ErwinKomen / RU-passim

0 stars 0 forks source link

Data - CPPM - Action list for import #710

Open shariboodts opened 9 months ago

shariboodts commented 9 months ago

Actions:

A. Import of authority files (first step):

Every text (Authority file) has an entry, key "seeker_signature" provides under key "id" the identifier for PASSIM authority files and also "sermongold_id" and "equalgold_id".

Key "mapped": false means this authority file is seemingly not present in PASSIM

  1. Import these items as new authority files in PASSIM, remembering to connect to the relevant manuscript from CPPM-data ("manuscripts_uniform.json").

B. Import of manuscript data (second step):

On the basis of "manuscripts_uniform.json" (contains list of entries, each entry equals a manuscript)

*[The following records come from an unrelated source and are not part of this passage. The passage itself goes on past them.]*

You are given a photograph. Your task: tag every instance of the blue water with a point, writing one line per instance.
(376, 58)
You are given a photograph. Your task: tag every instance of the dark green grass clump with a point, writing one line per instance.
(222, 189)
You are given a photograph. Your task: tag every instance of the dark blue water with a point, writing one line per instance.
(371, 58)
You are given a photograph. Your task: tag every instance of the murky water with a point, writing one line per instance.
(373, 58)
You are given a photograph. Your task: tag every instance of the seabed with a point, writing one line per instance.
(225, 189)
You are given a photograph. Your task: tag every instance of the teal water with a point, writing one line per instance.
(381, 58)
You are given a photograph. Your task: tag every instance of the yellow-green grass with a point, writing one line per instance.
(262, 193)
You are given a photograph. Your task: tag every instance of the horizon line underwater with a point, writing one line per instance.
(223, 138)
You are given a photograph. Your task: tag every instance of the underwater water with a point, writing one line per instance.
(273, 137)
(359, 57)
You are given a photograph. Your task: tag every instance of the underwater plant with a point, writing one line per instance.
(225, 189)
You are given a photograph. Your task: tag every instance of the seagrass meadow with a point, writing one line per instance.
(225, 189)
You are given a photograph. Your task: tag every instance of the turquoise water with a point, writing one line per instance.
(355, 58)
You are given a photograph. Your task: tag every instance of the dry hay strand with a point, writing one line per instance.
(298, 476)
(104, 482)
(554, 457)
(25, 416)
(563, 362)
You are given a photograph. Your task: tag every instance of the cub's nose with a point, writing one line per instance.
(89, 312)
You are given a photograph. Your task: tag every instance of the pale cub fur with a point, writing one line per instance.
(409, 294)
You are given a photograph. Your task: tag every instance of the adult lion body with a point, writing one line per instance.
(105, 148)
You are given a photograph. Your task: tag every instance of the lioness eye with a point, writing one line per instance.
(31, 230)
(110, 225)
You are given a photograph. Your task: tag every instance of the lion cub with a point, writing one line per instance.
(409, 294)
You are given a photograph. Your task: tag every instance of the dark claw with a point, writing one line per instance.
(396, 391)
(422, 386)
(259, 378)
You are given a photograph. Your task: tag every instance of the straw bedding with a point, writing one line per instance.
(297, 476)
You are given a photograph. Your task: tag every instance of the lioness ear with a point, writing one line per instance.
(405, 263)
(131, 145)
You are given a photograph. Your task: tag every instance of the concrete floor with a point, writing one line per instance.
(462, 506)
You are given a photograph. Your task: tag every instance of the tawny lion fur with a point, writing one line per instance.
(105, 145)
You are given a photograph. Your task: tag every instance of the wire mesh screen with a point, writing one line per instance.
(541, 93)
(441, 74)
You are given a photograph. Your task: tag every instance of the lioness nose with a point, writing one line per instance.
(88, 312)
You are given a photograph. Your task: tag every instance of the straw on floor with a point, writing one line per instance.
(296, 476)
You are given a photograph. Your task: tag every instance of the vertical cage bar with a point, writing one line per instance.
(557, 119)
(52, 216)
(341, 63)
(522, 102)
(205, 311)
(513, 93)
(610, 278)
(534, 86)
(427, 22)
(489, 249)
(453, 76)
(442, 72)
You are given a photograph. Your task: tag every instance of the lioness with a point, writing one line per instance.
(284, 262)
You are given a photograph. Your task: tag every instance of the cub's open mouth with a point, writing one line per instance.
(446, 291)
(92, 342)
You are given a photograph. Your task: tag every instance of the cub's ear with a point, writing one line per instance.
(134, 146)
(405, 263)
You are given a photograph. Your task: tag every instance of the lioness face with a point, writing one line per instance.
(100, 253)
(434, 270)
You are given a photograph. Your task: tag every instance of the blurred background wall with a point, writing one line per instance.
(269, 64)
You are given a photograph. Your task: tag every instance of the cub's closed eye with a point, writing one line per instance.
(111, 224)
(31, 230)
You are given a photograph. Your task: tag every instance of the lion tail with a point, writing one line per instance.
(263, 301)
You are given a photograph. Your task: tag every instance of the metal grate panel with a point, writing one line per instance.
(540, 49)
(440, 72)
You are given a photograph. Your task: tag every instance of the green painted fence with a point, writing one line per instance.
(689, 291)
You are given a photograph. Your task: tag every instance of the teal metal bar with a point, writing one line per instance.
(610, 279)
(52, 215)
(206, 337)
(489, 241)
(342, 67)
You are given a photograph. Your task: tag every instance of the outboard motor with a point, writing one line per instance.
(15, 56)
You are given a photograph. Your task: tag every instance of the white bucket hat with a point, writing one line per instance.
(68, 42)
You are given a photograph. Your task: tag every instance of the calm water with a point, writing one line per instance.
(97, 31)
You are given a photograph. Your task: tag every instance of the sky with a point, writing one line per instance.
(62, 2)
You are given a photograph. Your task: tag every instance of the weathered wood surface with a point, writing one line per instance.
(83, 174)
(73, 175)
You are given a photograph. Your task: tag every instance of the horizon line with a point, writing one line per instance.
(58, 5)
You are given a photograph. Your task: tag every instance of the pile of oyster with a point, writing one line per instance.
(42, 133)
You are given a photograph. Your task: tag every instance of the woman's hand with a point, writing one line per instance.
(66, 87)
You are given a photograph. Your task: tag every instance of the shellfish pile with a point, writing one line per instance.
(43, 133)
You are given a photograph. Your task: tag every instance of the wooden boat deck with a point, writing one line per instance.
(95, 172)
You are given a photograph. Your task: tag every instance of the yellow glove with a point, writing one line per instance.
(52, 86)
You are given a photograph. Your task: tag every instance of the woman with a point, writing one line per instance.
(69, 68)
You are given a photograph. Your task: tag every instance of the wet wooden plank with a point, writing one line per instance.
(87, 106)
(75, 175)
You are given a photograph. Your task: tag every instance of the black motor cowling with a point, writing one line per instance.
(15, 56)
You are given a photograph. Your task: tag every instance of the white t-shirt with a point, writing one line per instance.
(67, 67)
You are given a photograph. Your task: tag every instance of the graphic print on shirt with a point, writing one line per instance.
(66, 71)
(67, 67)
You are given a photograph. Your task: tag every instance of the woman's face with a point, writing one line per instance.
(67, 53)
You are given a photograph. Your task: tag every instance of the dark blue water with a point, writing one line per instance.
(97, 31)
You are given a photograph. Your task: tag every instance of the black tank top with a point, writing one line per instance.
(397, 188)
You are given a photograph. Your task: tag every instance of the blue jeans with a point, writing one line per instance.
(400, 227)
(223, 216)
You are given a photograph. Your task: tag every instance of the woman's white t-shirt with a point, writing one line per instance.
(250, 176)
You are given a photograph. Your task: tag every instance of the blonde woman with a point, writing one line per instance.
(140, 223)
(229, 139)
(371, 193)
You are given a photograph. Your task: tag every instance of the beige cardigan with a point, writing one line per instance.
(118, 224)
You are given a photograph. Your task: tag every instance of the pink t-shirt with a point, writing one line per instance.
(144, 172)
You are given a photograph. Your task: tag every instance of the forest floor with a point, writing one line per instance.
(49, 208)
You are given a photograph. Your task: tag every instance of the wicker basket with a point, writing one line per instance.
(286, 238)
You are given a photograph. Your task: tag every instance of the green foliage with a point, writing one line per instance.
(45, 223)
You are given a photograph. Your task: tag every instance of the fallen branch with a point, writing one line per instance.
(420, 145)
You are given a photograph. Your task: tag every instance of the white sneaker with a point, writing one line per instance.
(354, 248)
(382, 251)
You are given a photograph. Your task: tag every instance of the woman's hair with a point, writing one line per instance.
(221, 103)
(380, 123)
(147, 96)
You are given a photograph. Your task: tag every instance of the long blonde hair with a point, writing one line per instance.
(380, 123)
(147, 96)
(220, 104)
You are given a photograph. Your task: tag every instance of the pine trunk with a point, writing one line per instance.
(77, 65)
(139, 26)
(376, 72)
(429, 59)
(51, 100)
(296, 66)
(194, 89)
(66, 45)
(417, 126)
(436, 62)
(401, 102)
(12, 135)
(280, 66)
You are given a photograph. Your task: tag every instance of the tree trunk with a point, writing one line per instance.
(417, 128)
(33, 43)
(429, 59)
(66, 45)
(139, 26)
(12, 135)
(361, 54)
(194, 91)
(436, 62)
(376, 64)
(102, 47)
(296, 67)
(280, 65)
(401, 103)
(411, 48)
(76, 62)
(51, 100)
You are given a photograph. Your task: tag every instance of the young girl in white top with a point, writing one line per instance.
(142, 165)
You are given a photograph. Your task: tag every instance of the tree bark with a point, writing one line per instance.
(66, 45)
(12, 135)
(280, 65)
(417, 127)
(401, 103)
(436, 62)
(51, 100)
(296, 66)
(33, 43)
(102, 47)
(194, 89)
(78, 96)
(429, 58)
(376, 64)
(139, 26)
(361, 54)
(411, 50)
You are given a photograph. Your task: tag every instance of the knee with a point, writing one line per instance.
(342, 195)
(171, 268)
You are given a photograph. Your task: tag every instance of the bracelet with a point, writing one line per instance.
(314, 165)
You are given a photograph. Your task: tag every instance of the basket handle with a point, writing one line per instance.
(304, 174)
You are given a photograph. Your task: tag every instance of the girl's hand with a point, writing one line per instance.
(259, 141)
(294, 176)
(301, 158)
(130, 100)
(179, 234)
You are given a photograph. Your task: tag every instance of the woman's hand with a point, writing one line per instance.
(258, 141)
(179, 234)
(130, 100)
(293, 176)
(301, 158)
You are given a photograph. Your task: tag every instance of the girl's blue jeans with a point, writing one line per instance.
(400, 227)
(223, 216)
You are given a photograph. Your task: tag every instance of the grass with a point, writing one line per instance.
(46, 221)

key "mapped": false means this manuscript is not present in PASSIM

  1. In PASSIM mapping is provided Library_ID as in PASSIM and name of PASSIM Institution consisting of City + Library
  2. Import these items as new manuscripts in PASSIM, using established connection to Library

C. Connections between the texts: CPPM-data have a lot of links between authority files (third step).

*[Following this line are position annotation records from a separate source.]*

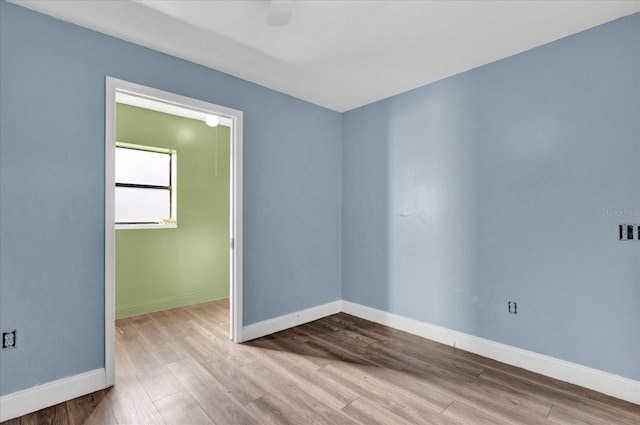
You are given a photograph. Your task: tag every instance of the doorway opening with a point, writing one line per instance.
(124, 92)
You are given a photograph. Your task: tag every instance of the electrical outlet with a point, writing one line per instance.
(8, 339)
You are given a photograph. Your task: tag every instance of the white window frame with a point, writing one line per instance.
(174, 190)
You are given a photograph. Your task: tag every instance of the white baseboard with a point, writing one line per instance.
(42, 396)
(39, 397)
(267, 327)
(607, 383)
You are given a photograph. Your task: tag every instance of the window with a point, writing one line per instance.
(145, 187)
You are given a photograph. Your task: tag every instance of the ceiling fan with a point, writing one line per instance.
(280, 12)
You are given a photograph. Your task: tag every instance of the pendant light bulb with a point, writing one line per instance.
(212, 120)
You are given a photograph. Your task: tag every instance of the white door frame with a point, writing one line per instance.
(114, 86)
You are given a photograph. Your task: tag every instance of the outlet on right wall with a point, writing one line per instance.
(507, 183)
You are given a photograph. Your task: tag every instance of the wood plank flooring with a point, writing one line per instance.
(179, 367)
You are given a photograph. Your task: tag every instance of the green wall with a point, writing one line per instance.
(158, 269)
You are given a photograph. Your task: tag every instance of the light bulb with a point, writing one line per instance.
(212, 120)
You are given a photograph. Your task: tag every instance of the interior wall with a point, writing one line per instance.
(158, 269)
(507, 183)
(52, 130)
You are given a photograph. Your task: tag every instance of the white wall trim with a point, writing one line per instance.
(607, 383)
(39, 397)
(277, 324)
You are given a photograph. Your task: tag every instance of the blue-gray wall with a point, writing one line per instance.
(503, 183)
(52, 83)
(456, 197)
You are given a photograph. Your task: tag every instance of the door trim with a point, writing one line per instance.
(112, 87)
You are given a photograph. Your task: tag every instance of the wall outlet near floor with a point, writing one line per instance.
(8, 339)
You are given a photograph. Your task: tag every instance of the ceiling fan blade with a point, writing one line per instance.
(280, 12)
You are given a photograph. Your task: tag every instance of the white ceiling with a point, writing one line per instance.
(339, 54)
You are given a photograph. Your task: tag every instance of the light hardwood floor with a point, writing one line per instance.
(179, 367)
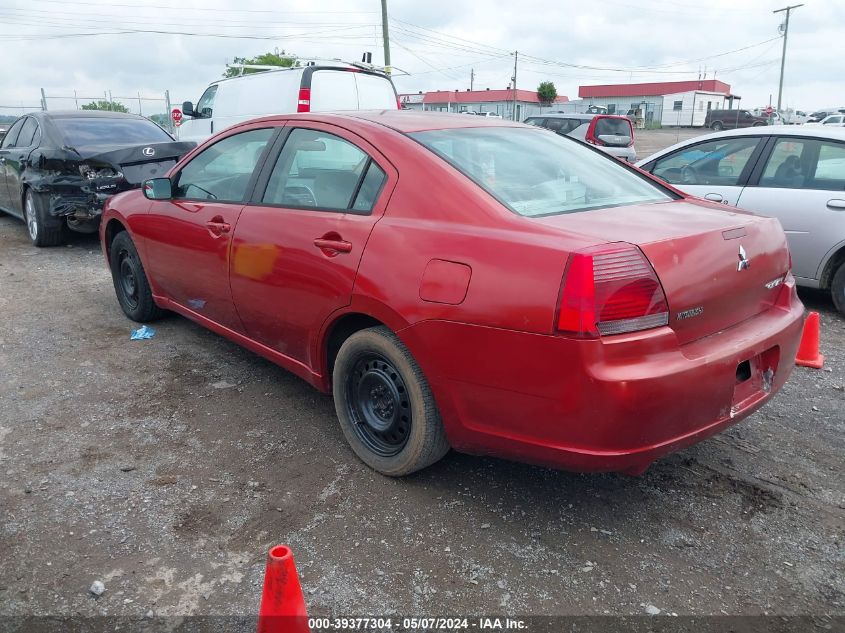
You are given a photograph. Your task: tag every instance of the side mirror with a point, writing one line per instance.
(158, 189)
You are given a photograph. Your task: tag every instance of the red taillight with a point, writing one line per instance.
(304, 103)
(610, 289)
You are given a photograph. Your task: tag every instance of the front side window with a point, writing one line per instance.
(534, 173)
(323, 171)
(805, 164)
(205, 106)
(223, 171)
(718, 162)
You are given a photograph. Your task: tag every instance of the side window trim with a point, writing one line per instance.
(765, 155)
(250, 187)
(754, 161)
(257, 198)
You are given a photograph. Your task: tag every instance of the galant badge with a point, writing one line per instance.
(744, 262)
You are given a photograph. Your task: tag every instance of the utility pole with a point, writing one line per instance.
(515, 58)
(783, 55)
(386, 36)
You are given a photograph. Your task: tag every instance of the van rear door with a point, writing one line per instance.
(340, 89)
(333, 90)
(375, 92)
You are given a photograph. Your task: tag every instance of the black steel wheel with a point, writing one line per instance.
(377, 400)
(130, 281)
(385, 405)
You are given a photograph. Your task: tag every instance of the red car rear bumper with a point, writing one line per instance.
(614, 404)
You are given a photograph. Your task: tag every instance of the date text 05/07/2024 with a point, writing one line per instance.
(417, 624)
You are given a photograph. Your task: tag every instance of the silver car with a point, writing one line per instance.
(796, 175)
(608, 132)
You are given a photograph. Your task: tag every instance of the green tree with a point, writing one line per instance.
(546, 92)
(102, 104)
(276, 58)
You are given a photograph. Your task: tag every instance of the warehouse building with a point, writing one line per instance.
(667, 103)
(499, 102)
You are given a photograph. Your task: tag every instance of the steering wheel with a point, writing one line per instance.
(689, 176)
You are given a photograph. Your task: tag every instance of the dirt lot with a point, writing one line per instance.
(166, 469)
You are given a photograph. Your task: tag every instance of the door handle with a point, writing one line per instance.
(217, 226)
(333, 246)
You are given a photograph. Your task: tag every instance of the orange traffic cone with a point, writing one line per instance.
(808, 351)
(282, 607)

To import these, use key "equality set" (list of numbers to which should be added CPPM I and then number listed in the file). Connections between texts are specified according to fields for link types in PASSIM (e.g. unspecified, uses, etc)

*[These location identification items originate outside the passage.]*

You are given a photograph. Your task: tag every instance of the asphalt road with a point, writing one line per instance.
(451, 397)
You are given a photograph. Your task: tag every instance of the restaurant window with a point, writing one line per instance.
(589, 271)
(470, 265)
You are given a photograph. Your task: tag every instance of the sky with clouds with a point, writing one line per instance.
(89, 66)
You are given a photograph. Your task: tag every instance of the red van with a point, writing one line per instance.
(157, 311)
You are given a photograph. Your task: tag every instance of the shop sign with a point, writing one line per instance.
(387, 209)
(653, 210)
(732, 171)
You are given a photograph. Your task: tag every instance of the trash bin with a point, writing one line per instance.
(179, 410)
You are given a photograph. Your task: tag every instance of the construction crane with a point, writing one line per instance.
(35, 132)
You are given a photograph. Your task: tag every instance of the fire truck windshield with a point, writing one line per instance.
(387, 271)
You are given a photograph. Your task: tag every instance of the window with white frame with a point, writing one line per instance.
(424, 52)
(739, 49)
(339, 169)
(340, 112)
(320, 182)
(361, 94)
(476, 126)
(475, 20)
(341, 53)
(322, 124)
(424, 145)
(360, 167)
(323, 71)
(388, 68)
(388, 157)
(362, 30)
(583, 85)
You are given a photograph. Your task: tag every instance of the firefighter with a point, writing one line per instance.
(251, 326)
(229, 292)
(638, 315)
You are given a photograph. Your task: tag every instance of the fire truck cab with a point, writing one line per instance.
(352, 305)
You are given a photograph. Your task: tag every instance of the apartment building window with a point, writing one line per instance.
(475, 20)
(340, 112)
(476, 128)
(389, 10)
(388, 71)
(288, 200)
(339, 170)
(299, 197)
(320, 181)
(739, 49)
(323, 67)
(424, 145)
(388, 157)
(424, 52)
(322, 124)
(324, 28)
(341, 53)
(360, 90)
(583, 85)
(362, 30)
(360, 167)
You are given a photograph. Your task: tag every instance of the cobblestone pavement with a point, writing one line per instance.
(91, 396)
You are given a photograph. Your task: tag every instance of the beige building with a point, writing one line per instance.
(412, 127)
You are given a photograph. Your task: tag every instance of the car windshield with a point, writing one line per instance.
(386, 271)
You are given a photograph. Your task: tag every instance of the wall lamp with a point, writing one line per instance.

D. Import of manuscript data (fourth step):

Key "mapped": true means this manuscript is potentially present in PASSIM

  1. In this case PASSIM mapping might contain several suggestions (manuscript is present several times in PASSIM)
  2. If mapping contains only one suggestion, and manuscript is green in PASSIM and all items in the manuscript in CPPM-data are mapped: true, do not import.
  3. If mapping contains only one suggestion, and manuscript is orange or red, import items which are under key "msitems": check: are msitems in CPPM present in PASSIM manuscript description as well > if yes, check whether items in PASSIM have data in fields location in manuscript, connection to AF, incipit, explicit, attribution > if yes, do not import in corresponding fields, but put all CPPM-data in Notes field; if no, add CPPM-data to corresponding fields if it is available.
  4. If mapping contains more than one suggestion, take no action on these items (will be processed by Rafael).

EXECUTE UP TO THIS STAGE

E. Import of authority files (fifth step):

Key "mapped": true means there appears to be a match for authority file in PASSIM (problem here is what to do about contradictory information concerning connections between the CPPM-items)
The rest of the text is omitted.